We had cooked a ham and needed a recipe to use up quite a lot of leftovers. This recipe seemed to meet what we needed. It turned out to be rich, creamy and cheesy – I mean what else do you want from a recipe. For a meal using leftover ham, cream cheese, an opened carton of plant-based double cream, slightly wilted spring onions and frozen broccoli and cauliflower it was one of the best ever. I’m not a fan of frozen broccoli and cauliflower and we only keep it in for emergencies which somehow never happen. We loved this meal! It’s quite rich so I had mine with mixed salad and it was perfect. I highly recommend the you make it and its a straight forward recipe. Try it!

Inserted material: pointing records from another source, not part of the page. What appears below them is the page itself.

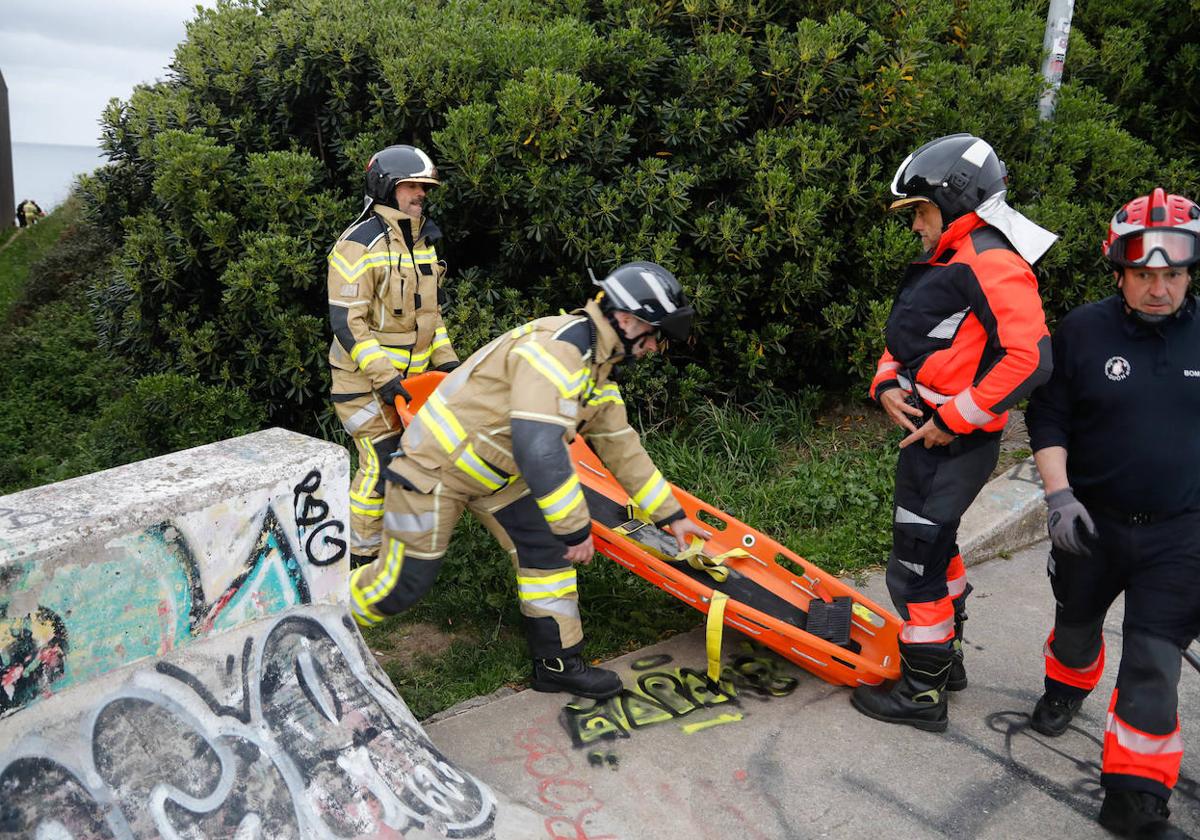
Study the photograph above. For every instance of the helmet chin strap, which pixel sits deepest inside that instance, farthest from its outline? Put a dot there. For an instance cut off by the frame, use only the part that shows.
(627, 342)
(1146, 317)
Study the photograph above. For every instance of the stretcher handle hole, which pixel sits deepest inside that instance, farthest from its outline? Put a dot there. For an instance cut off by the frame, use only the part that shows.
(712, 520)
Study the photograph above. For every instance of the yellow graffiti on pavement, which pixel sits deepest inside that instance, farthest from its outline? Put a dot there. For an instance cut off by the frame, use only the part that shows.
(715, 721)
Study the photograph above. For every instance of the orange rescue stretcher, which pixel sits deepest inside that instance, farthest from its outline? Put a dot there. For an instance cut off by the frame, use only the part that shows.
(736, 577)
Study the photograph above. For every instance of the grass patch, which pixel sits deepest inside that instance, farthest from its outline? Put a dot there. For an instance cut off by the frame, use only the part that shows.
(24, 249)
(817, 481)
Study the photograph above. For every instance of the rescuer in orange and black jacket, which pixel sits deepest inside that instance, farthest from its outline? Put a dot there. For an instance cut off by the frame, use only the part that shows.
(966, 339)
(384, 306)
(493, 438)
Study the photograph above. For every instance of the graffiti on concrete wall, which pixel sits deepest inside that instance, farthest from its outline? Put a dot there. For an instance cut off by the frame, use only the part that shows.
(295, 737)
(663, 696)
(145, 593)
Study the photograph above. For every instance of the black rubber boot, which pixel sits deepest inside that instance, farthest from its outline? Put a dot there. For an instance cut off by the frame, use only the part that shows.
(1138, 814)
(571, 675)
(1054, 713)
(918, 697)
(958, 678)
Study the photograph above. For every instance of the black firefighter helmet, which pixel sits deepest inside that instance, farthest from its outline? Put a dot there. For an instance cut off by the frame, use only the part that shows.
(649, 292)
(958, 173)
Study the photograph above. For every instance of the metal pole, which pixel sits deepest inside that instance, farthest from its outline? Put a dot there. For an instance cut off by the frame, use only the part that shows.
(7, 199)
(1054, 53)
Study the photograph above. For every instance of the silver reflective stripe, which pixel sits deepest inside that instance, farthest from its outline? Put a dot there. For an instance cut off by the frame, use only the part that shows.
(970, 411)
(657, 288)
(915, 568)
(408, 523)
(904, 515)
(568, 607)
(977, 154)
(931, 396)
(1141, 743)
(361, 417)
(919, 634)
(948, 327)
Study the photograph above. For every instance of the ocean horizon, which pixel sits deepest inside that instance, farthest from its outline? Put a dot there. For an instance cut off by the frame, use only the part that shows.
(45, 172)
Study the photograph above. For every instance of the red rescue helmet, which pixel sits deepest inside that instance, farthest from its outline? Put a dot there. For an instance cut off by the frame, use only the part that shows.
(1155, 231)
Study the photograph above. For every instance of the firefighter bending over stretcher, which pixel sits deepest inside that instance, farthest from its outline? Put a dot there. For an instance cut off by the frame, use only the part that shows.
(493, 437)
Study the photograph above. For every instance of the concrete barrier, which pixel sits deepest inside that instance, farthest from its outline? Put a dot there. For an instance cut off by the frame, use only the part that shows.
(177, 659)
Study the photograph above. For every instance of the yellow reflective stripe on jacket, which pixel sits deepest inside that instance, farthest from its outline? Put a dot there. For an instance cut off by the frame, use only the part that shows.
(383, 583)
(653, 493)
(352, 271)
(441, 339)
(366, 352)
(568, 384)
(442, 423)
(414, 363)
(564, 499)
(477, 468)
(550, 586)
(607, 393)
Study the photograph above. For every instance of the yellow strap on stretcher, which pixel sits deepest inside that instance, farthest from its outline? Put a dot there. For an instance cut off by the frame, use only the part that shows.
(714, 628)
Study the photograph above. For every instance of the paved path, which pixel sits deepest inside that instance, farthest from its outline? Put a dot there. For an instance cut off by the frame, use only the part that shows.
(805, 765)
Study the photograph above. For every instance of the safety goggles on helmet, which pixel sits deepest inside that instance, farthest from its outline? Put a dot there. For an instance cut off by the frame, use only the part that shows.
(1156, 249)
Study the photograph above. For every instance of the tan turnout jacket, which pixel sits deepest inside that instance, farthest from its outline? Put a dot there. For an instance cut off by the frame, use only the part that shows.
(462, 436)
(384, 305)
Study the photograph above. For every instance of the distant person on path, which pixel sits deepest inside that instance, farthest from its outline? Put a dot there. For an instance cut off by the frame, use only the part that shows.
(385, 310)
(966, 339)
(28, 213)
(1114, 435)
(493, 437)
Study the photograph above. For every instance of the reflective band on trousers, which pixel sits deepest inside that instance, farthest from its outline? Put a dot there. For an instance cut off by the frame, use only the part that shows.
(442, 423)
(409, 523)
(477, 468)
(1141, 743)
(918, 634)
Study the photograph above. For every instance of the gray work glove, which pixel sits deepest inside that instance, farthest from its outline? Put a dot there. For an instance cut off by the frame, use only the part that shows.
(1069, 522)
(395, 388)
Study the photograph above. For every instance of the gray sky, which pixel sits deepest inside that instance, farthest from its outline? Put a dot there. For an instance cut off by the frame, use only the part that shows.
(64, 59)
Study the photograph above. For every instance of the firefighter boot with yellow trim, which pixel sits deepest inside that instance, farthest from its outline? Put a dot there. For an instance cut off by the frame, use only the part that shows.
(571, 675)
(918, 697)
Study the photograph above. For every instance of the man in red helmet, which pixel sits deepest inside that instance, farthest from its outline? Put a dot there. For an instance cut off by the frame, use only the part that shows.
(966, 339)
(1114, 437)
(385, 311)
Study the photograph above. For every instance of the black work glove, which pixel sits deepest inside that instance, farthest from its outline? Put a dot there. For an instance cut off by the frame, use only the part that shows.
(1069, 523)
(395, 388)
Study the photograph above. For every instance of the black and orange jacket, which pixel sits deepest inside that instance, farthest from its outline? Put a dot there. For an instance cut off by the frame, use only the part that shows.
(966, 330)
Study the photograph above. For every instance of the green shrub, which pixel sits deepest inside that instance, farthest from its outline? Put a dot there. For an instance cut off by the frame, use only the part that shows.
(747, 147)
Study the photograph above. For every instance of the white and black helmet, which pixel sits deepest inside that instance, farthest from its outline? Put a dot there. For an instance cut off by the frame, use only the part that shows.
(958, 173)
(649, 292)
(390, 166)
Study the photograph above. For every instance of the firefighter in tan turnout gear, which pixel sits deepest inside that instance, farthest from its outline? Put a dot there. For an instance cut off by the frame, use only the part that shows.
(493, 437)
(384, 305)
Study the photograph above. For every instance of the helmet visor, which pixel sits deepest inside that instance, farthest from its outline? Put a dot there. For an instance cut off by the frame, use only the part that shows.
(677, 325)
(1156, 249)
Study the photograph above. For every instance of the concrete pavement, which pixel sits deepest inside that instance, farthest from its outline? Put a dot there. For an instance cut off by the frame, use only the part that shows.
(789, 757)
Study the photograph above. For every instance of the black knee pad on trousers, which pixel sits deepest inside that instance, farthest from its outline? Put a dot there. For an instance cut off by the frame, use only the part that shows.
(535, 544)
(1147, 684)
(544, 639)
(417, 579)
(1078, 646)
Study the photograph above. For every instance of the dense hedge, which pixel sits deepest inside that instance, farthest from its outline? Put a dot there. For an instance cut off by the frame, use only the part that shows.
(745, 145)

Prep time: 25 mins | Cook time: 35 mins | Servings: 6
Nutrition per serving : calories 238 | total fat 14g | saturated fat 5g | total carbs 7.7g | net carbs 5.7g | fibre 2g | sugar 4g | protein 20g
Ingredients:
- 6 cups raw cauliflower flowerets, cut fairly small (I used half frozen cauliflower and half frozen broccoli instead)
- 1/2 tsp. salt (for water to cook cauliflower)
- 2 cups diced ham
- 4 oz cream cheese, softened (I used a lactose-free cream cheese)
- 3/4 cup Greek yogurt (I used 1/4 cup greek yoghurt, and 1/2 cup plant-based double cream instead)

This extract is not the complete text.